There are signs that the students’ plight is adding to public discontent with Ahmadinejad, however. More than 2,000 Iranians studying abroad signed a letter to him protesting at the government’s policy toward students, the opposition news website Kalame reported in October.
A few dozen family members of students abroad demonstrated in front of the central bank last week and delivered a letter to officials inside, an organizer of the protest said.
The government has so far shown little sign of compromising, though officials recently indicated students would be able to buy dollars at a new “foreign exchange center” which serves importers of basic goods. Dollars sell there for around 25,000 rials, but businessmen have already complained of shortages.

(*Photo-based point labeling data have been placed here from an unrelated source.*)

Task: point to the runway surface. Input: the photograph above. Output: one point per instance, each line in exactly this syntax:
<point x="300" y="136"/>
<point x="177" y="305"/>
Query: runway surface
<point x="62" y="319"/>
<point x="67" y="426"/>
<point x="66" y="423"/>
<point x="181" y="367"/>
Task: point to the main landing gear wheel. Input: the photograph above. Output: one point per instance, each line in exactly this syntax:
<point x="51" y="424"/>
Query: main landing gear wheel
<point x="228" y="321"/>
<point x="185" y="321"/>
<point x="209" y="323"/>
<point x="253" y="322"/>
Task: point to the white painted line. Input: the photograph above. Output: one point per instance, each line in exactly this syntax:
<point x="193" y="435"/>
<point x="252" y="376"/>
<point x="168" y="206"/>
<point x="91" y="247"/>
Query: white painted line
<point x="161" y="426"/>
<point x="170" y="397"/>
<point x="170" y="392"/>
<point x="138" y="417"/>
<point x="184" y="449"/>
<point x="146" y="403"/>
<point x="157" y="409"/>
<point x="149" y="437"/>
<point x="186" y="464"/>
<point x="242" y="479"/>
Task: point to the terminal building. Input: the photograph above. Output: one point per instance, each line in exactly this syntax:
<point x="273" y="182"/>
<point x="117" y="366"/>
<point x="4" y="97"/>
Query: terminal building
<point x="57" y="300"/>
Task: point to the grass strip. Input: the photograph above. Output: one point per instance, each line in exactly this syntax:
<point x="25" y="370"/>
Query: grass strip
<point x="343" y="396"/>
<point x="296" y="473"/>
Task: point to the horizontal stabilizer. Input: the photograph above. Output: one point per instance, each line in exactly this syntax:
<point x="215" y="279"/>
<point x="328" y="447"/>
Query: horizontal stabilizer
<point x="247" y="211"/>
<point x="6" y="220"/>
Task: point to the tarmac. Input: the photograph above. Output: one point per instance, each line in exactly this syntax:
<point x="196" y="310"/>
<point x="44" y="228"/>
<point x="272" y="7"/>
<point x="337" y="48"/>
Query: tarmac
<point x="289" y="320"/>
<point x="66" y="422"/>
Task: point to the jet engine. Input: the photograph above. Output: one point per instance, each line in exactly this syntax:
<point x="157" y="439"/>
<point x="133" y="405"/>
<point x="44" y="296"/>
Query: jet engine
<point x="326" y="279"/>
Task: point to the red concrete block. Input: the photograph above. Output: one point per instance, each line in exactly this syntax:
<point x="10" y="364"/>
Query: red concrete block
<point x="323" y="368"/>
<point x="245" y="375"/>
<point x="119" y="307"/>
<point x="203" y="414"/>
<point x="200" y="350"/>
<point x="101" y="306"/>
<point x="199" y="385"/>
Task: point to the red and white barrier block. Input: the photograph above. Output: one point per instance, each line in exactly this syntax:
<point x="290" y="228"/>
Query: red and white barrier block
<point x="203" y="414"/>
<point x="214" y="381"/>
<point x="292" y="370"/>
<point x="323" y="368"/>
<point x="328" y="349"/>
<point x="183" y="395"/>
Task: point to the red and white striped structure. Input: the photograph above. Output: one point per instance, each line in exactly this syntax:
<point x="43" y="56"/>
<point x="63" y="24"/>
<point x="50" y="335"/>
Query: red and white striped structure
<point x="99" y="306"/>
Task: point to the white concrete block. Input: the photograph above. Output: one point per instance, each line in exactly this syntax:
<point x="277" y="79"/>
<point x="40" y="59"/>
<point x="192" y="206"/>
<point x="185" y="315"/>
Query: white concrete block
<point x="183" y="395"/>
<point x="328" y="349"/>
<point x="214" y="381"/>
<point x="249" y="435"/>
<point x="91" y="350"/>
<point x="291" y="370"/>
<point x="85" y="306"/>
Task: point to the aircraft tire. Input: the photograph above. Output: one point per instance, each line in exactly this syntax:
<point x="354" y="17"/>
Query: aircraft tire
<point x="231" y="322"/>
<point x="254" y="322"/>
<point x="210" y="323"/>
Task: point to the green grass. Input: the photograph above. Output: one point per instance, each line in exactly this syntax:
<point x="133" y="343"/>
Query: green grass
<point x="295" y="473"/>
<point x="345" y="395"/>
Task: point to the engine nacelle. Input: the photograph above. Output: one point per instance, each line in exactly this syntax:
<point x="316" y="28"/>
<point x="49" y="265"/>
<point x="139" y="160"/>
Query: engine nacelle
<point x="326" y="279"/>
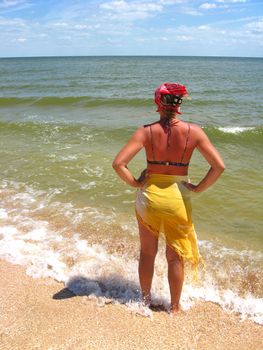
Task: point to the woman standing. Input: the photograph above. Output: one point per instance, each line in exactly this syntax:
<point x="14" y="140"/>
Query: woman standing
<point x="163" y="199"/>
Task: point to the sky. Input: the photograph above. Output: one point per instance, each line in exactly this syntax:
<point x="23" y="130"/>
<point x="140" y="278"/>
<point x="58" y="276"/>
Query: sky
<point x="136" y="27"/>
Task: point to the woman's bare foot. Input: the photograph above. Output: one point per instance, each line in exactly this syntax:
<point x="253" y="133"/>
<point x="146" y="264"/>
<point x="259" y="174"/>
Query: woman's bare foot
<point x="146" y="300"/>
<point x="175" y="310"/>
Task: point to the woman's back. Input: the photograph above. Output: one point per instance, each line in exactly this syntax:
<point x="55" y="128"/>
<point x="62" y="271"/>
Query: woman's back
<point x="169" y="148"/>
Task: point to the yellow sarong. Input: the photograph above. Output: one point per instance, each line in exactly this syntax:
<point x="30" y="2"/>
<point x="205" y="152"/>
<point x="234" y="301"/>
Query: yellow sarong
<point x="164" y="205"/>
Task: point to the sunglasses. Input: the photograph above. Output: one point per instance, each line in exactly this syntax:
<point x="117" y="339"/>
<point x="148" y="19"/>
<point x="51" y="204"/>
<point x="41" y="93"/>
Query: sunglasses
<point x="168" y="99"/>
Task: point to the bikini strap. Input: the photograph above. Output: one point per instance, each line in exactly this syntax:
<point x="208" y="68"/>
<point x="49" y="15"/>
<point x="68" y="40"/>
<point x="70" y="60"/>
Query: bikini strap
<point x="151" y="139"/>
<point x="186" y="143"/>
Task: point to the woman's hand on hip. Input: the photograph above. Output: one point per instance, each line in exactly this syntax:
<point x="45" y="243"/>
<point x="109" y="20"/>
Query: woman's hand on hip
<point x="142" y="178"/>
<point x="191" y="187"/>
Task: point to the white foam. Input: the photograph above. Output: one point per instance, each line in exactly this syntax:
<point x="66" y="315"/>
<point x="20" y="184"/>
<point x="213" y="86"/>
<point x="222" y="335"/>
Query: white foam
<point x="235" y="129"/>
<point x="90" y="270"/>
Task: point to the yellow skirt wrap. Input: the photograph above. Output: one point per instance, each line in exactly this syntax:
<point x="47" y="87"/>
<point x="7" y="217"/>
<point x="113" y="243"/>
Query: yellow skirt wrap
<point x="164" y="205"/>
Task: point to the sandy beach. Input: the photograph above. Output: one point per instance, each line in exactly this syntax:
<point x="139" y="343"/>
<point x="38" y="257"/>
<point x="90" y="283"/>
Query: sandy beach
<point x="42" y="314"/>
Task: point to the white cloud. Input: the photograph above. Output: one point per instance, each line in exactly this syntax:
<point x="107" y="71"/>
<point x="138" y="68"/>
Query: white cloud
<point x="172" y="2"/>
<point x="60" y="24"/>
<point x="231" y="1"/>
<point x="192" y="12"/>
<point x="20" y="40"/>
<point x="207" y="6"/>
<point x="131" y="10"/>
<point x="204" y="27"/>
<point x="184" y="38"/>
<point x="10" y="3"/>
<point x="255" y="27"/>
<point x="15" y="22"/>
<point x="81" y="26"/>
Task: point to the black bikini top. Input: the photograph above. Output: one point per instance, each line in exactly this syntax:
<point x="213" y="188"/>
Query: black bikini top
<point x="167" y="163"/>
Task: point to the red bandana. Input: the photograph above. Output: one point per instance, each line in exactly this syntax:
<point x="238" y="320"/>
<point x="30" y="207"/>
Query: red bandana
<point x="172" y="89"/>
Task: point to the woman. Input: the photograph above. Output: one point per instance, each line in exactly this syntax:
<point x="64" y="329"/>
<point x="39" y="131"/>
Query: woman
<point x="163" y="199"/>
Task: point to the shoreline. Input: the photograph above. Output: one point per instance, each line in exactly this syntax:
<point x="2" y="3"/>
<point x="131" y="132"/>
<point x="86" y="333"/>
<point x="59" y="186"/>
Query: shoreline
<point x="43" y="314"/>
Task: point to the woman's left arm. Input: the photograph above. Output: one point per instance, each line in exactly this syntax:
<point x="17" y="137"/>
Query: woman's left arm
<point x="120" y="163"/>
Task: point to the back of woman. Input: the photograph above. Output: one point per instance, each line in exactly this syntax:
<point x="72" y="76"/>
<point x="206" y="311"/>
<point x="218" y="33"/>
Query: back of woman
<point x="173" y="147"/>
<point x="163" y="201"/>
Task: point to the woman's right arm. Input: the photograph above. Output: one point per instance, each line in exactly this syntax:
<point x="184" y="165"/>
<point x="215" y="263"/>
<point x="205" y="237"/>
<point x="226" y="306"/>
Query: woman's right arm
<point x="209" y="152"/>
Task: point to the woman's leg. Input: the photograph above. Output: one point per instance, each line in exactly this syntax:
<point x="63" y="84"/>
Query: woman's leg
<point x="175" y="277"/>
<point x="149" y="247"/>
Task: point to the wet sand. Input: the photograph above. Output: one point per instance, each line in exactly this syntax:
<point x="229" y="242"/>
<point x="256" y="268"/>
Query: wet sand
<point x="42" y="314"/>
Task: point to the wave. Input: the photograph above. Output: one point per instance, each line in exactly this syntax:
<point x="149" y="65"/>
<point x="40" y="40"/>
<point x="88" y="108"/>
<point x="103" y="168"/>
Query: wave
<point x="54" y="239"/>
<point x="96" y="101"/>
<point x="80" y="101"/>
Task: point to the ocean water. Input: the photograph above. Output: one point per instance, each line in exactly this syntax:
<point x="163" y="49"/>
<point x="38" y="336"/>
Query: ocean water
<point x="65" y="214"/>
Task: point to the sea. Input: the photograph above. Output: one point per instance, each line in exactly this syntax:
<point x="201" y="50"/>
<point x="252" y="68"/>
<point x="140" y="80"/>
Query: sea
<point x="64" y="212"/>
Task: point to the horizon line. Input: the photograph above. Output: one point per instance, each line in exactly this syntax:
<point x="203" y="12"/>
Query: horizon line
<point x="71" y="56"/>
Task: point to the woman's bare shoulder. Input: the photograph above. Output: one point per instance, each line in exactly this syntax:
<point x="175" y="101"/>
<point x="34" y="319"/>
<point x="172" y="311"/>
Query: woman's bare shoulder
<point x="196" y="129"/>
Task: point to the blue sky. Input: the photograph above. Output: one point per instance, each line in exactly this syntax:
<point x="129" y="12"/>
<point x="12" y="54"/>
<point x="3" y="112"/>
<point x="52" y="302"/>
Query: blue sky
<point x="139" y="27"/>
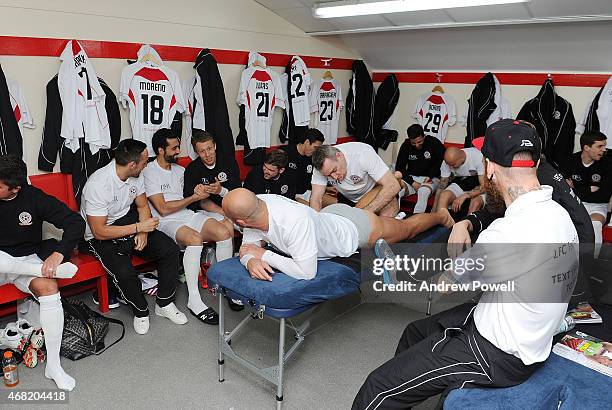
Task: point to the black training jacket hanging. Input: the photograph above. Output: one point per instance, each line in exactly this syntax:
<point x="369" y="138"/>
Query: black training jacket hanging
<point x="82" y="163"/>
<point x="481" y="105"/>
<point x="360" y="105"/>
<point x="10" y="137"/>
<point x="385" y="102"/>
<point x="215" y="105"/>
<point x="554" y="119"/>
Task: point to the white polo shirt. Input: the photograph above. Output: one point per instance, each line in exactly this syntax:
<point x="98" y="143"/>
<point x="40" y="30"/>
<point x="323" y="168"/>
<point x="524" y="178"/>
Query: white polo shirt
<point x="516" y="322"/>
<point x="106" y="195"/>
<point x="363" y="168"/>
<point x="168" y="182"/>
<point x="304" y="234"/>
<point x="473" y="165"/>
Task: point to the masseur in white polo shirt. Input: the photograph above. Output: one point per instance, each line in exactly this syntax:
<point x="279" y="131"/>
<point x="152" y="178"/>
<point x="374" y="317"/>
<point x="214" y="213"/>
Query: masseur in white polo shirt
<point x="500" y="341"/>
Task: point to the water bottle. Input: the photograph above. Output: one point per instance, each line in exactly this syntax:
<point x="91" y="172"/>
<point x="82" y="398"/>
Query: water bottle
<point x="9" y="367"/>
<point x="566" y="324"/>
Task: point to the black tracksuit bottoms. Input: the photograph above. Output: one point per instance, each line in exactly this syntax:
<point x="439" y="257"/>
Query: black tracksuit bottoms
<point x="435" y="355"/>
<point x="118" y="264"/>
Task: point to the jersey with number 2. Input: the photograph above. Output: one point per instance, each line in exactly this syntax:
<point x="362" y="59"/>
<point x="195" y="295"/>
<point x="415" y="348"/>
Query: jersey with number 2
<point x="435" y="112"/>
<point x="260" y="92"/>
<point x="154" y="95"/>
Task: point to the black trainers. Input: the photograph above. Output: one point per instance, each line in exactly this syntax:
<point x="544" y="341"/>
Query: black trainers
<point x="113" y="301"/>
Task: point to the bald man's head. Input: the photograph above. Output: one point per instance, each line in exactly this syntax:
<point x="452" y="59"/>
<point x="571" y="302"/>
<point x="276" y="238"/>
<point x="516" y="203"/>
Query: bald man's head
<point x="454" y="157"/>
<point x="243" y="207"/>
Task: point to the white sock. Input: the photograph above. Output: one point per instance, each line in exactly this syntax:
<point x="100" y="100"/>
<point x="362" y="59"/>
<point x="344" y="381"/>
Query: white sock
<point x="191" y="263"/>
<point x="52" y="322"/>
<point x="598" y="229"/>
<point x="224" y="250"/>
<point x="10" y="264"/>
<point x="422" y="197"/>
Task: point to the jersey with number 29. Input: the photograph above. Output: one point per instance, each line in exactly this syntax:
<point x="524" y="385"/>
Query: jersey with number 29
<point x="260" y="92"/>
<point x="326" y="102"/>
<point x="154" y="95"/>
<point x="435" y="112"/>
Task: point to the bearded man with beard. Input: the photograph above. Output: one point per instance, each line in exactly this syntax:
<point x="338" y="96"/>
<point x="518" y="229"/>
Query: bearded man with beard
<point x="164" y="180"/>
<point x="466" y="232"/>
<point x="501" y="340"/>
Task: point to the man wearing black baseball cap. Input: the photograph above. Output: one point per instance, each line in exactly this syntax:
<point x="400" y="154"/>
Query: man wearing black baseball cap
<point x="500" y="341"/>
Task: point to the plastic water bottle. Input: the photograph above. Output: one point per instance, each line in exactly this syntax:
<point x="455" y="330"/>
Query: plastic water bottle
<point x="566" y="325"/>
<point x="9" y="367"/>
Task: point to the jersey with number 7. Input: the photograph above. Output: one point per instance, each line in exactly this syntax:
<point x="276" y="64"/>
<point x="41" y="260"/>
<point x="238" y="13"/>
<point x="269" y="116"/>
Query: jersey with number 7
<point x="326" y="102"/>
<point x="260" y="92"/>
<point x="154" y="95"/>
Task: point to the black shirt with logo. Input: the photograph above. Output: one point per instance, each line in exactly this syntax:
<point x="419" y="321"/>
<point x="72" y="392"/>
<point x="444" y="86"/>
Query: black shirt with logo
<point x="598" y="174"/>
<point x="22" y="220"/>
<point x="424" y="162"/>
<point x="225" y="170"/>
<point x="300" y="168"/>
<point x="256" y="183"/>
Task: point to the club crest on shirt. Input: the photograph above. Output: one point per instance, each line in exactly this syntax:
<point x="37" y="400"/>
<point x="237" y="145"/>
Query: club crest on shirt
<point x="25" y="219"/>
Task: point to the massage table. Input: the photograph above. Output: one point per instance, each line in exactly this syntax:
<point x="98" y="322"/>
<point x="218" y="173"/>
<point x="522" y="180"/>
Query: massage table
<point x="282" y="299"/>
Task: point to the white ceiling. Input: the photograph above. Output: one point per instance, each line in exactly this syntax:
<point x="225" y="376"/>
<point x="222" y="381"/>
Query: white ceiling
<point x="299" y="13"/>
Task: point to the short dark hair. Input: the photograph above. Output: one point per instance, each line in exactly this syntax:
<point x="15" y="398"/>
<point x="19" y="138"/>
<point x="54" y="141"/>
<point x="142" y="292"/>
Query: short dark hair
<point x="13" y="171"/>
<point x="321" y="154"/>
<point x="312" y="135"/>
<point x="415" y="131"/>
<point x="591" y="137"/>
<point x="129" y="151"/>
<point x="201" y="136"/>
<point x="277" y="158"/>
<point x="161" y="137"/>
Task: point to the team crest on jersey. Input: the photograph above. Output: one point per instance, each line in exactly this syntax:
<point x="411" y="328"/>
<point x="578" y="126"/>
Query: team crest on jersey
<point x="25" y="219"/>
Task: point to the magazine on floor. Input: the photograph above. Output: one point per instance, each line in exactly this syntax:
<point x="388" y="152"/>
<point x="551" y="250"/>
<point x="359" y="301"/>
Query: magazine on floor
<point x="586" y="350"/>
<point x="584" y="313"/>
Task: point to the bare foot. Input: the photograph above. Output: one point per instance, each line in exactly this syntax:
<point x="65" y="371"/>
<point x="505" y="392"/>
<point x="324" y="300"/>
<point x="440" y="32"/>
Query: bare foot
<point x="448" y="220"/>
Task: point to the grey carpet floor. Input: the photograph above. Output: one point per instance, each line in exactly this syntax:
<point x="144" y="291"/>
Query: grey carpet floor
<point x="176" y="366"/>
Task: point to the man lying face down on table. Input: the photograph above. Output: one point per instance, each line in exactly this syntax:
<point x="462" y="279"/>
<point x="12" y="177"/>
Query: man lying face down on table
<point x="306" y="235"/>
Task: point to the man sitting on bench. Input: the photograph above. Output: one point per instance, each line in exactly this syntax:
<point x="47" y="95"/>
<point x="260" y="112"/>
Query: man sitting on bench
<point x="306" y="235"/>
<point x="23" y="209"/>
<point x="355" y="170"/>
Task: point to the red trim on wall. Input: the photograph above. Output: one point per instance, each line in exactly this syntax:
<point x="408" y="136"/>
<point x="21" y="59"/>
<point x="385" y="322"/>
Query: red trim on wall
<point x="570" y="80"/>
<point x="53" y="47"/>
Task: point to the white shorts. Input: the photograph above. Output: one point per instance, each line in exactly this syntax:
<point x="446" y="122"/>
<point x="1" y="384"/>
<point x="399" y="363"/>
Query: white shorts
<point x="186" y="217"/>
<point x="433" y="185"/>
<point x="592" y="208"/>
<point x="305" y="196"/>
<point x="22" y="282"/>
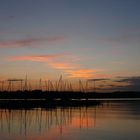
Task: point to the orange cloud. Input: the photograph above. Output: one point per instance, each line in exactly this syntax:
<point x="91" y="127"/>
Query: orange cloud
<point x="29" y="42"/>
<point x="36" y="58"/>
<point x="62" y="65"/>
<point x="83" y="73"/>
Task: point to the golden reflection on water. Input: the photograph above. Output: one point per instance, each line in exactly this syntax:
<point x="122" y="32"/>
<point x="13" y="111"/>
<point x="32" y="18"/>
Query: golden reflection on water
<point x="37" y="121"/>
<point x="62" y="123"/>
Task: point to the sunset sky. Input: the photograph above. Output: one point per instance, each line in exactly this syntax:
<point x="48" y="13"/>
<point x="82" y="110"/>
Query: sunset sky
<point x="79" y="39"/>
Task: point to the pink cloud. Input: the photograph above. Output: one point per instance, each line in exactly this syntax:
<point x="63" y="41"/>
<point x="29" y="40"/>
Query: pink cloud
<point x="62" y="65"/>
<point x="29" y="42"/>
<point x="81" y="73"/>
<point x="36" y="58"/>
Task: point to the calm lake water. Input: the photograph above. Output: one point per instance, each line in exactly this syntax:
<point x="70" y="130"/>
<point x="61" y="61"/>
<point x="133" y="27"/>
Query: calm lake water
<point x="110" y="120"/>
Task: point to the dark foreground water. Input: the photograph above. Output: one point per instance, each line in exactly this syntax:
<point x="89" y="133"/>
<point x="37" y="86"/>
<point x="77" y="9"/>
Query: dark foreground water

Some Iranian students say the currency crisis has caused them to wonder whether they should return to Iran at all.
“When I left Iran, I swore I would go back,” said Hasan, who came to the United States in 2011 to study industrial engineering on a university scholarship. “Now it is less likely that I will return. There is no stability.”
Neda said if she manages to save enough money from her job as a photographer, she will try again to pursue her studies abroad, where she says the universities are better in her field than the ones at home.
“Before, I wanted to go abroad to study and come back to Iran,” she said. “But with the situation how it is right now, I would prefer to go to any other country.”